SALT LAKE CITY (ABC4 Utah) – Maybe Ted Bundy was getting too much credit in Utah.

For years, law enforcement linked the 1975 disappearance of Nancy Baird to Bundy. But a new theory has emerged. Baird is presumed dead after she was vanished while working at a gas station in East Layton.

It was former Davis County Sheriff William “Dub” Lawrence who said it was his “gut instinct” that Bundy murdered Baird.  But Lawrence produced only circumstantial evidence and not enough for prosecutors to file charges against Bundy.

Prior to his execution in 1989, Bundy denied he murdered Baird.

After 45-years Lawrence still has misgiving about their investigation.

“Nancy’s fell through the cracks in my judgement,” Lawrence said.  “I felt guilty about it.”

At the time Lawrence said they had many high-profile cases that tasked his detectives.  For a month after Baird disappeared, they questioned persons of interest but could not come up with a suspect.  Then, Bundy entered the picture in August 1975.

“It’s what we call the law of probability,” Lawrence said.  “It’s not provable but if you work back by process of elimination you come up with the most logical scenario.”

But the Utah Cold Case Coalition has been investigating Baird’s disappearance and noticed that Baird’s investigation stopped after Bundy came into the picture.

“A lot of the investigation stopped there.” said Karra Porter, co-founder of the coalition.  “So we talked to quite a few people that were never interviewed.”

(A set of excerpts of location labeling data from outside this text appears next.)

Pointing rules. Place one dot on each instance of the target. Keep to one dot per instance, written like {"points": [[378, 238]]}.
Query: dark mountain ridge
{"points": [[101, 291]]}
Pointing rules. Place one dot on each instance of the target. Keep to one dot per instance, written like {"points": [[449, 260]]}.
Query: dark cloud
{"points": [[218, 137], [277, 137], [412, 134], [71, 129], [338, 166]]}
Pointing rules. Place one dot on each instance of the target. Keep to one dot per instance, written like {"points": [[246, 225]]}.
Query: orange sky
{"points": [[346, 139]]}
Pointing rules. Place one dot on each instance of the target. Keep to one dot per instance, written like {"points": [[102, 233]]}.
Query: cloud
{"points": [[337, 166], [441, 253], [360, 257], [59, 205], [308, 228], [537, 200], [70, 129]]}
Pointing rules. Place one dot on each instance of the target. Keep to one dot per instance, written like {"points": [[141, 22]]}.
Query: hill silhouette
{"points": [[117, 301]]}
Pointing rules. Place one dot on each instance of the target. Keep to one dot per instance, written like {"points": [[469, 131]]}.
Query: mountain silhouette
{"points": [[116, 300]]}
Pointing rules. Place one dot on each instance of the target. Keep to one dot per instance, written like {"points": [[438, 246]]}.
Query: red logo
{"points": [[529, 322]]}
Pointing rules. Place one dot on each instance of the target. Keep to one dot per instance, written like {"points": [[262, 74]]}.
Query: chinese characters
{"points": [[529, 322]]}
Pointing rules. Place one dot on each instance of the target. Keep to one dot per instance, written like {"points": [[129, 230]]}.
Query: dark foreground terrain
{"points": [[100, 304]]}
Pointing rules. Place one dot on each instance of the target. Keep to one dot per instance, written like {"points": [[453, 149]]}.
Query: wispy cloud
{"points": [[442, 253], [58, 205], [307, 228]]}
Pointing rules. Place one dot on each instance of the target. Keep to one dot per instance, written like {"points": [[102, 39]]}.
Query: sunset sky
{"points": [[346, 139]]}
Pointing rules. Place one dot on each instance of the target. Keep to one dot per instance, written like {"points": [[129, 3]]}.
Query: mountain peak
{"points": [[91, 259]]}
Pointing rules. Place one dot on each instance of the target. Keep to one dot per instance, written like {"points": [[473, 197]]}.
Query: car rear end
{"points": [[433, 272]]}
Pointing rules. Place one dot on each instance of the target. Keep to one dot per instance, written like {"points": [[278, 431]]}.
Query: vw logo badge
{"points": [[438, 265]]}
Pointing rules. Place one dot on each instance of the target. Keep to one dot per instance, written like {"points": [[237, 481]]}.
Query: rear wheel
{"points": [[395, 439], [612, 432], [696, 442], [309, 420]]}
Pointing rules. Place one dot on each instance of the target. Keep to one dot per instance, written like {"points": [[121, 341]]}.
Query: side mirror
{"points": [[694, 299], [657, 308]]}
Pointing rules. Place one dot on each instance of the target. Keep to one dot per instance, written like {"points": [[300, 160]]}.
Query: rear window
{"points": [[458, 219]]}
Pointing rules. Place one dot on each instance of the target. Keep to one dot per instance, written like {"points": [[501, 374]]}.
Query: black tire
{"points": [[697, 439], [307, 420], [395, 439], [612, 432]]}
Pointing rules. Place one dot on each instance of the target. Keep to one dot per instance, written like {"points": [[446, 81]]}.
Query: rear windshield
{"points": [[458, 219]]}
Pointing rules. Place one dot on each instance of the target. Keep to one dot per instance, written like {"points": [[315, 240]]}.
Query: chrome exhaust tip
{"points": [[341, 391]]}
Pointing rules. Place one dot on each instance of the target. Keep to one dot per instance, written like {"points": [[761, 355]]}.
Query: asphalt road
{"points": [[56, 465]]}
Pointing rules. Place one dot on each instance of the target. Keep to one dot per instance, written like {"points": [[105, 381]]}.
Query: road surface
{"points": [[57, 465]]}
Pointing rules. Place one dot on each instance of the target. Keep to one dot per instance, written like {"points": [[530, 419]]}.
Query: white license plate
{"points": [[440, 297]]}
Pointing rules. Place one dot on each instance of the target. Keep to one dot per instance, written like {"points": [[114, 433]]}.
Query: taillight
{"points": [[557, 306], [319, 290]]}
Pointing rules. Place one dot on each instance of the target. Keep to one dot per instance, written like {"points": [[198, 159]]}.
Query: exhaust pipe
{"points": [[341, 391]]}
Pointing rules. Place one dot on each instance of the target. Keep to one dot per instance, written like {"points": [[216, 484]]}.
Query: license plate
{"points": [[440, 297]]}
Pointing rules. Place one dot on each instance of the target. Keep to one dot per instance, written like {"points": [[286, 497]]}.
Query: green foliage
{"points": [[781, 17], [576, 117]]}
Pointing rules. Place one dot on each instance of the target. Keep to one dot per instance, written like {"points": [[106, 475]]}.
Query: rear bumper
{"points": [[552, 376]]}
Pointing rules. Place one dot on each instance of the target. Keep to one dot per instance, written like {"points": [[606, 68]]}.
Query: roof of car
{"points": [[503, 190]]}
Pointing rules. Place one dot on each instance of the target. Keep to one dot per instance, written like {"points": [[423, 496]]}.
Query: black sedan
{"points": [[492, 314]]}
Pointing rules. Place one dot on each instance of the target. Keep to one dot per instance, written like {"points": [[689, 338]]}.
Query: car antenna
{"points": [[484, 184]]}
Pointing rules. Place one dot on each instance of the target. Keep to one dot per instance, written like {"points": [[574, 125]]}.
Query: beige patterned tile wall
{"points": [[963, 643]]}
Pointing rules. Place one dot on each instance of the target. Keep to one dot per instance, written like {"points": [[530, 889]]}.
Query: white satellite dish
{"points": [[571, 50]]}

Some of those people who were interviewed include former law enforcement from that time period.  They’ve been able to put together a possible theory.

“We have an additional theory,” she said.  “(Retired law enforcement) are pointing us in a different direction.”

At the time, Baird was a single parent and divorced from her husband.  Floyd Baird was out of state when Baird disappeared.  But he was cleared by authorities in 1975.  Porter also agreed with that finding.

But they’ve come across two possible persons of interest, one who was trying to court Baird.  Porter said the feeling wasn’t mutual.

“One of the names we’ve been given by former law enforcement does have a subsequent history of sex offenses and a criminal record and so that at least adds to the red flag,” Porter said.

And she said witnesses who were never interviewed told of a pickup truck leaving the scene about the time Baird was taken.

“What we’ve learned so far is that one of the two suspects would be consistent with potentially having a pickup like that,” she said.

Of the two people they are investigating, Porter said one stands out more than the other.  His criminal history landed him in prison.  The coalition is attempting to interview him but COVID-19 is preventing that from happening. 

“We’re not ruling out Bundy,” she said.  “This is just an additional theory.”